Clubs are required to start a minimum of seven nationals per game; if a team lacks starting-quality Canadians — and the appropriate backups — it will struggle.
Below is a look at how the league’s nine teams fielded their national starters in 2019.
Canadian players accounted for 1,183 starts last year, an average of 7.30 per team per game. This number is relatively low — in the past, many teams have regularly started eight or more Canadians over the course of a season.
B.C. was the only team to start extra nationals for a notable stint in 2019, fielding nine or more Canadians in each of their first six games. After Week 8, the Lions started more than seven nationals just once.
Guard was the league’s most national-dominated position in 2019 with Canadians accounting for 311 of a possible 324 starts (96.0 per cent). It’s little wonder why interior blockers are drafted in such huge numbers — virtually every team starts two national guards per game.
It’s also easy to see why nationals capable of playing tackle are at such a premium. 83.3 per cent of starts at tackle were made by American players in 2019, which left relatively few starts for Canadians.

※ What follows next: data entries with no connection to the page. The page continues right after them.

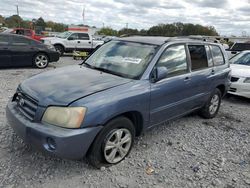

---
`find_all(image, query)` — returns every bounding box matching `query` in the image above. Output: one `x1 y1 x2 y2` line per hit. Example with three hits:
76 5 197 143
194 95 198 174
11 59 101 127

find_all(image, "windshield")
230 53 250 66
56 31 72 39
85 41 157 79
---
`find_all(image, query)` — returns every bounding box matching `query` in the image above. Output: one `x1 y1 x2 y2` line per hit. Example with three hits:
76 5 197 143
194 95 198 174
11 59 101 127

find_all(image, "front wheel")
33 53 49 69
200 89 221 119
55 45 64 56
87 117 135 168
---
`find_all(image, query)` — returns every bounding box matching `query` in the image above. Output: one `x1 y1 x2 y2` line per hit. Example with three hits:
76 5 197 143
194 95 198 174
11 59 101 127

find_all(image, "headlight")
244 78 250 83
42 107 87 128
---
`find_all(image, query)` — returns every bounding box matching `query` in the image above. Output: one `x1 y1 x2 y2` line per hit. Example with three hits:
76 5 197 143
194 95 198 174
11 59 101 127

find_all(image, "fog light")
47 138 56 150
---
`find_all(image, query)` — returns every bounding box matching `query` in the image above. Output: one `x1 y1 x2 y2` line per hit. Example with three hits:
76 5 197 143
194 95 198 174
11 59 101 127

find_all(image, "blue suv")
6 36 231 167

A similarity exists in the secondary where defensive backs capable of playing cornerback or halfback are held at a premium over those who play safety. No team committed to starting a national cornerback for the entire 2019 season; Edmonton had ten national starts at corner, while Toronto had eight. The safety position remains dominated by nationals, accounting for 79.6 per cent of starts.
Starts at weak-side and middle linebacker were split evenly at 45 apiece. Saskatchewan’s Cameron Judge, Toronto’s Justin Herdman, and Montreal’s DJ Lalama were the only Canadians to start at least one game at both positions.

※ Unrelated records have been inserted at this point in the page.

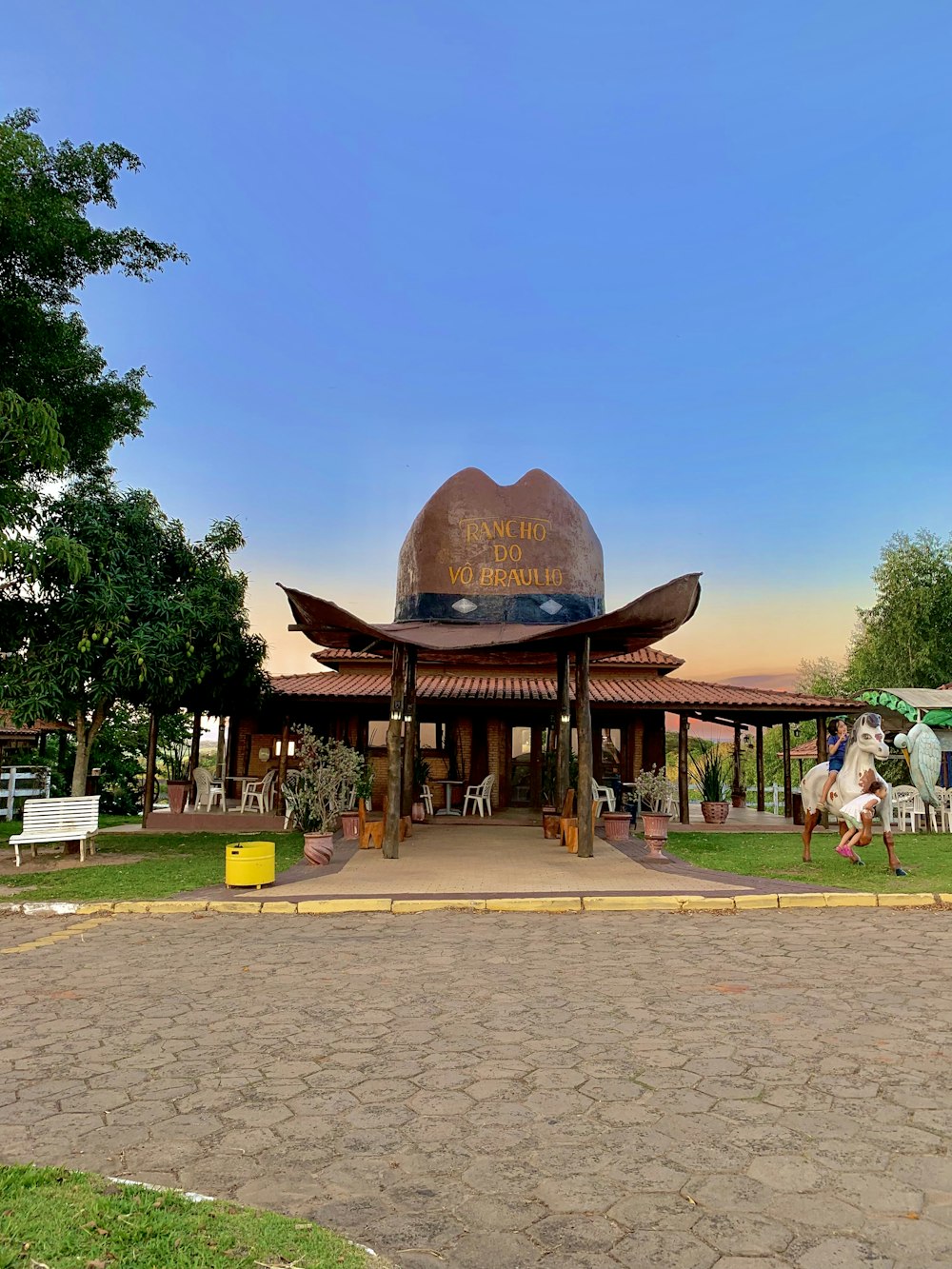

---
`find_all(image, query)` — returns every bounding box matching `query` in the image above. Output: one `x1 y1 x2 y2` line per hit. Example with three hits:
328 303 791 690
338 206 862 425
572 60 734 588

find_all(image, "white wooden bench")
10 797 99 868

141 of 142 national starts at wide receiver were to the strong-side of the field. The only player to start on the boundary side was Toronto’s Kurleigh Gittens Jr. in Week 21. This gives nationals a starting rate of 87.0 per cent to the field and 0.6 per cent to the boundary.
Grey Cup finalists Winnipeg and Hamilton accounted for 30 of the league’s national starts at running back. Those starts were made by a combination of Andrew Harris, Sean Thomas-Erlington, Maleek Irons, Anthony Coombs, Johnny Augustine, and Jackson Bennett.

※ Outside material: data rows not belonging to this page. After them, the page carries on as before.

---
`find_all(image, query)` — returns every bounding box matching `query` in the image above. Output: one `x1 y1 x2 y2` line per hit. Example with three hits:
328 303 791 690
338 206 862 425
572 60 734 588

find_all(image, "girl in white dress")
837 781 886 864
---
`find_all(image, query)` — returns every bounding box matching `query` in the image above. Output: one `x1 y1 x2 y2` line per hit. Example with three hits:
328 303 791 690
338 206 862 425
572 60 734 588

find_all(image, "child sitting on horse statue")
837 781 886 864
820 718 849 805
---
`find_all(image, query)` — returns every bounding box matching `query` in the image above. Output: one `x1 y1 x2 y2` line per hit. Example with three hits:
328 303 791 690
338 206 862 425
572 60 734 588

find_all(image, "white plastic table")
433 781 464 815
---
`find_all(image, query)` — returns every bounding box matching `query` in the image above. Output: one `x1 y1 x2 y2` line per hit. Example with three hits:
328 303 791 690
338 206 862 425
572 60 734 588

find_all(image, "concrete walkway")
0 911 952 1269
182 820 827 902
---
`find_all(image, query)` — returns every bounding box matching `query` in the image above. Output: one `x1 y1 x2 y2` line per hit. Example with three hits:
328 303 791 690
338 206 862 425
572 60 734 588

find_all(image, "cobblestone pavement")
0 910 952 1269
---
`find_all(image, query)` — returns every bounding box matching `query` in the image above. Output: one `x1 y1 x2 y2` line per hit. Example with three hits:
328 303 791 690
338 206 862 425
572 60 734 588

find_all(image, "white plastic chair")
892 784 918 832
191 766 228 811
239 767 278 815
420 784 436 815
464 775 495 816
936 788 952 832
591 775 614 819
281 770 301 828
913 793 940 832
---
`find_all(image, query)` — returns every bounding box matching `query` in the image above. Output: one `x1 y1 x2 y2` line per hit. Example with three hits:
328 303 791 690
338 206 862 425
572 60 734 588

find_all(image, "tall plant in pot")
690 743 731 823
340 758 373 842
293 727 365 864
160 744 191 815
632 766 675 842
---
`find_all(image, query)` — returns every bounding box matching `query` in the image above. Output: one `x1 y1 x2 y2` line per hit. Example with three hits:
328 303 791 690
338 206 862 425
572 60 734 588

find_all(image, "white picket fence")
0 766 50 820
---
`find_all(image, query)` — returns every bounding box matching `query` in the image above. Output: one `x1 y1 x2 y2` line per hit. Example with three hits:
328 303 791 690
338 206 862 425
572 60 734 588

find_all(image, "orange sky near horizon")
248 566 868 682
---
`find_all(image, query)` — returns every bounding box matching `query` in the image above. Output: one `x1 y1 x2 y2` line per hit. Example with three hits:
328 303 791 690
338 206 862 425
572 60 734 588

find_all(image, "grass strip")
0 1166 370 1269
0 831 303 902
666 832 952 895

The league did not have a national player start at quarterback in 2019. B.C.’s Brandon Bridge and Toronto’s Michael O’Connor came close to starting late in the year, but neither got the opportunity. Bridge went 14-of-22 for 194 yards, one touchdown and two interceptions in Week 21 against Calgary, while O’Connor completed 15 passes for 173 yards and a score over the final two games of the season.
Other notes and tidbits:
Cornerback Dominique Termansen was the only Canadian to start games for more than one team in 2019 (B.C. and Montreal) … Offensive linemen accounted for 503 national starts in 2019; all other positions accounted for 680 combined … Toronto’s Jermaine Gabriel was the league’s only national to start a game at strong-side linebacker (SAM) … Eight of the 13 non-Canadian starts at guard were made by Eskimos’ veteran Travis Bond … The only Canadian to start at three different positions in 2019 was Toronto’s Robert Woodson (cornerback, halfback, and safety) … Edmonton’s Kwaku Boateng accounted for 17 of the league’s 25 national starts at defensive end.